The implicit policy of maintaining relatively stable acceptance rates at top AI conferences, despite exponentially growing submissions, introduces a critical structural vulnerability. This position paper characterizes a new systemic threat we term Agentic Denominator Gaming, in which a malicious actor deploys AI agents to generate and submit a large volume of superficially plausible but low-quality papers.
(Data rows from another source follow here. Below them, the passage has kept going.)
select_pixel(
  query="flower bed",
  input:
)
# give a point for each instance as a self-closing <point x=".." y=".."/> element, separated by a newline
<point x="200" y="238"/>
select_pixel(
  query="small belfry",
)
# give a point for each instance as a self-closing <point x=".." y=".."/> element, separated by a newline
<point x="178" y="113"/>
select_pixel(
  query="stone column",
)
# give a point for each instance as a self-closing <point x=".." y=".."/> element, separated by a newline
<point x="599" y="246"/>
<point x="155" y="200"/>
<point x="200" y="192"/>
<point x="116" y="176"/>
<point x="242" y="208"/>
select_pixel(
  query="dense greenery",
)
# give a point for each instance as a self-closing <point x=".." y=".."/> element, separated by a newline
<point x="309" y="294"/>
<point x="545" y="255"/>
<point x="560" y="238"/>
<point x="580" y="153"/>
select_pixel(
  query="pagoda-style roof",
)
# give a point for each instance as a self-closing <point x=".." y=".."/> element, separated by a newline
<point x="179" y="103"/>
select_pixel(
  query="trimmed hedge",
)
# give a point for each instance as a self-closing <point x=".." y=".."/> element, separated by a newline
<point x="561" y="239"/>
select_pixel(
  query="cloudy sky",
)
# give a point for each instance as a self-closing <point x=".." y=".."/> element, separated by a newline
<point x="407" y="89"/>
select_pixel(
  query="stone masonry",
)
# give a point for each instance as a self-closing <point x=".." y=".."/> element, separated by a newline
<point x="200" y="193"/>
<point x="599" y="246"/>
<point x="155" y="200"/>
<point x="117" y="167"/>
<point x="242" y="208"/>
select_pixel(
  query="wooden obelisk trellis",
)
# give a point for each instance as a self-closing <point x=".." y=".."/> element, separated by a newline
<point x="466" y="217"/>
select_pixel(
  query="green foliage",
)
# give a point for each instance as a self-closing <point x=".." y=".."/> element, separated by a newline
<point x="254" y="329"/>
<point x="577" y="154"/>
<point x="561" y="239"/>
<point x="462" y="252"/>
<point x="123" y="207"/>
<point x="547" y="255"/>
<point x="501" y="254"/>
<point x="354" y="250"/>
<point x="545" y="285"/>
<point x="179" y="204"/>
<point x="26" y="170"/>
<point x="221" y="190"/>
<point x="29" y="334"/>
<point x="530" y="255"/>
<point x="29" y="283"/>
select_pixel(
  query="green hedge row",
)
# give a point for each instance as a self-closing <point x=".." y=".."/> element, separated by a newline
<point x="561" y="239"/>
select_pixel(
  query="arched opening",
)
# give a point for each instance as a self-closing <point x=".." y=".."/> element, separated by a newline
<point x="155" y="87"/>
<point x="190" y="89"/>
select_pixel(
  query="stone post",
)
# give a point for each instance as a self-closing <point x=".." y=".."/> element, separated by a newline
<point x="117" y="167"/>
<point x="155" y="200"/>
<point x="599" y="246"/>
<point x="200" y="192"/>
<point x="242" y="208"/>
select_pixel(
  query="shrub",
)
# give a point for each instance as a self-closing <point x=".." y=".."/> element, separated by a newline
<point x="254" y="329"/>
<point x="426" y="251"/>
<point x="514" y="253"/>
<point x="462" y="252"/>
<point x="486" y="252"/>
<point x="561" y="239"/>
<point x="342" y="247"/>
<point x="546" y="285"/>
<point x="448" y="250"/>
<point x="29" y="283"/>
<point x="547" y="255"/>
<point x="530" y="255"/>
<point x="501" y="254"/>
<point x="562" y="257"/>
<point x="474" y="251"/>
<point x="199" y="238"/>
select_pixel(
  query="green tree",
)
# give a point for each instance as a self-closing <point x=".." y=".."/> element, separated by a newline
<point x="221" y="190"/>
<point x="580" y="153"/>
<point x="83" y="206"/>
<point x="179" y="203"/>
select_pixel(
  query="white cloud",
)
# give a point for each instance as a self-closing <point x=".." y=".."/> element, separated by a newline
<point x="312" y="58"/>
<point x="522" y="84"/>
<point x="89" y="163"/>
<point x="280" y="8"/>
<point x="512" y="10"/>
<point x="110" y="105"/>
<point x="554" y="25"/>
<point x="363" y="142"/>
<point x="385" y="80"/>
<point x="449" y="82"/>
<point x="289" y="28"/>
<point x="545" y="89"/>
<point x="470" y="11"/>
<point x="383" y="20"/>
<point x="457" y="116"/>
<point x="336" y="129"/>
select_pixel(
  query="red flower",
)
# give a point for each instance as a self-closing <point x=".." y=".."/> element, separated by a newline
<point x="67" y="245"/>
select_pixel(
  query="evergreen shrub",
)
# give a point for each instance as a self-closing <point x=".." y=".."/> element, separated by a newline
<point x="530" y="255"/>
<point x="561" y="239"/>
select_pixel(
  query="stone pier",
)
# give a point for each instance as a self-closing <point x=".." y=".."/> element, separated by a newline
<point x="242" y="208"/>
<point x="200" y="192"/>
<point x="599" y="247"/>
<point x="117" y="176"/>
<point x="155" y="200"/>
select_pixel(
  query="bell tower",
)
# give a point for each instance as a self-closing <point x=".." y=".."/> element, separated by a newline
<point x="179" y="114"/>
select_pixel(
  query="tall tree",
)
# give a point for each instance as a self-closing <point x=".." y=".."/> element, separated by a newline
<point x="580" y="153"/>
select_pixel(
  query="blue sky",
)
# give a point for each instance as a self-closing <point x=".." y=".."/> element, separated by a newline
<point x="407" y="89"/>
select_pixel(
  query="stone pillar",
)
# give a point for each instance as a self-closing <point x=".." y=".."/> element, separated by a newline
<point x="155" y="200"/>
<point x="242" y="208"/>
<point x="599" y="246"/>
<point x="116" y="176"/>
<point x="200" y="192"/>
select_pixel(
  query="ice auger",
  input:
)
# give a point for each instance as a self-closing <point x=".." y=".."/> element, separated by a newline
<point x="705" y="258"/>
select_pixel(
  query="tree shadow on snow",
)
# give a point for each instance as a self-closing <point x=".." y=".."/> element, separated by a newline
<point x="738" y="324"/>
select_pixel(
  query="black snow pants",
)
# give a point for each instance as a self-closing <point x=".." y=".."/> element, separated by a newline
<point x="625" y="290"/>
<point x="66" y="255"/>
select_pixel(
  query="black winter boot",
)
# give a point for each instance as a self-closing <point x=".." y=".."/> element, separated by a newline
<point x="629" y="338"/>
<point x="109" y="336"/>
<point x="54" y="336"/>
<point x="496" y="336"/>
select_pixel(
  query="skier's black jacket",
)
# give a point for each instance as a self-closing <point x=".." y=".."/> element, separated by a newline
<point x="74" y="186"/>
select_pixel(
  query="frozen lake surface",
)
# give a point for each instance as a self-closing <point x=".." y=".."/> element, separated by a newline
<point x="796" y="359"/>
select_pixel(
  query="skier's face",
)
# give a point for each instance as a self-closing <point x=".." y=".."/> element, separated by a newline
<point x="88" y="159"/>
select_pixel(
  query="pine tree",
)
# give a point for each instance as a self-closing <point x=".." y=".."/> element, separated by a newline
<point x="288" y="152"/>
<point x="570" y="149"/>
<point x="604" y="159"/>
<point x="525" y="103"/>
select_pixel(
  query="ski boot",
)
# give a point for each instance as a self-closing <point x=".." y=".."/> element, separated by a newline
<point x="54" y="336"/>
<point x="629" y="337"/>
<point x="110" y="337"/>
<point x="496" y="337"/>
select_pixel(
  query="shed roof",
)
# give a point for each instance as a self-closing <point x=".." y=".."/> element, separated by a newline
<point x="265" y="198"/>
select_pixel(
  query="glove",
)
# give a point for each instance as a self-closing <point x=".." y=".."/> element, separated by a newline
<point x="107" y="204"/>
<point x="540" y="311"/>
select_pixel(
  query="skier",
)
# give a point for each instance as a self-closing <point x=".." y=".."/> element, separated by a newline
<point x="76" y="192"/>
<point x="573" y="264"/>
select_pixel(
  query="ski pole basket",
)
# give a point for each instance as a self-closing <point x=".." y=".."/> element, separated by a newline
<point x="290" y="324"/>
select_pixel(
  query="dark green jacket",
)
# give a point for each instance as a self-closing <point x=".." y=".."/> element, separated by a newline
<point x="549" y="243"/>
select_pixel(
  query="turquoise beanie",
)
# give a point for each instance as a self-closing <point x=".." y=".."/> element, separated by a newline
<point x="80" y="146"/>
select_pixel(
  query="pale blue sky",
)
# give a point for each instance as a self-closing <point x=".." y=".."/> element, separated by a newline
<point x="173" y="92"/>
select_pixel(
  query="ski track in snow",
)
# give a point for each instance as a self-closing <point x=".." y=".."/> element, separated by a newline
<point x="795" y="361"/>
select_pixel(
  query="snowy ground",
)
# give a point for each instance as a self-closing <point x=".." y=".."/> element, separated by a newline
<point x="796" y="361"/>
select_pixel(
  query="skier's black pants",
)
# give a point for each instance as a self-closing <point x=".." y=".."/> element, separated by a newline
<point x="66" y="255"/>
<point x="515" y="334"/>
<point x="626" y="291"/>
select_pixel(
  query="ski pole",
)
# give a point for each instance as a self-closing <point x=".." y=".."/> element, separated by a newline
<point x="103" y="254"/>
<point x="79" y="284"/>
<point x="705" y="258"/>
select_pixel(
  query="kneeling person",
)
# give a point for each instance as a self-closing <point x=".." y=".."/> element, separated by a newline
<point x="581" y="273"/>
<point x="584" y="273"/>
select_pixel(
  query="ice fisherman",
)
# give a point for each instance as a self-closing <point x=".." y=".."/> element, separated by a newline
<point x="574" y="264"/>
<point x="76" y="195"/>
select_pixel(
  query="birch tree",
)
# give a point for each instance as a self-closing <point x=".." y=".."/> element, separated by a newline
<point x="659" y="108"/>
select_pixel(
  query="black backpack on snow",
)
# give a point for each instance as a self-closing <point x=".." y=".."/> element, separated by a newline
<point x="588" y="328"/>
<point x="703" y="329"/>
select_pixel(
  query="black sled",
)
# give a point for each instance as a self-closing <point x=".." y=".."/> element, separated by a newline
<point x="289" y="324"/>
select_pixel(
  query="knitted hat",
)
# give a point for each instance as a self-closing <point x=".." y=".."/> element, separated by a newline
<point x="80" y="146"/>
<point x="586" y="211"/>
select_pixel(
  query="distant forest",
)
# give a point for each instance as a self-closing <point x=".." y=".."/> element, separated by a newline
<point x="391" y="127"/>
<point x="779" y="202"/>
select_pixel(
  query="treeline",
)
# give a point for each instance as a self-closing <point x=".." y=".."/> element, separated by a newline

Crucially, their objective is not the acceptance of low-quality papers, but rather to inflate the submission denominator and overwhelm reviewing capacity. Under a relatively stable acceptance rate, this dilution can systematically increase the publication probability of a small, targeted set of legitimate papers. We analyze the practical feasibility of this threat and its broader consequences, including intensified reviewer burnout, degraded review quality, and the emergence of industrialized automated agent mills. Finally, we propose and evaluate a range of mitigation strategies, and argue that durable protection will require system-level policy and incentive reforms, rather than relying primarily on technical detection alone.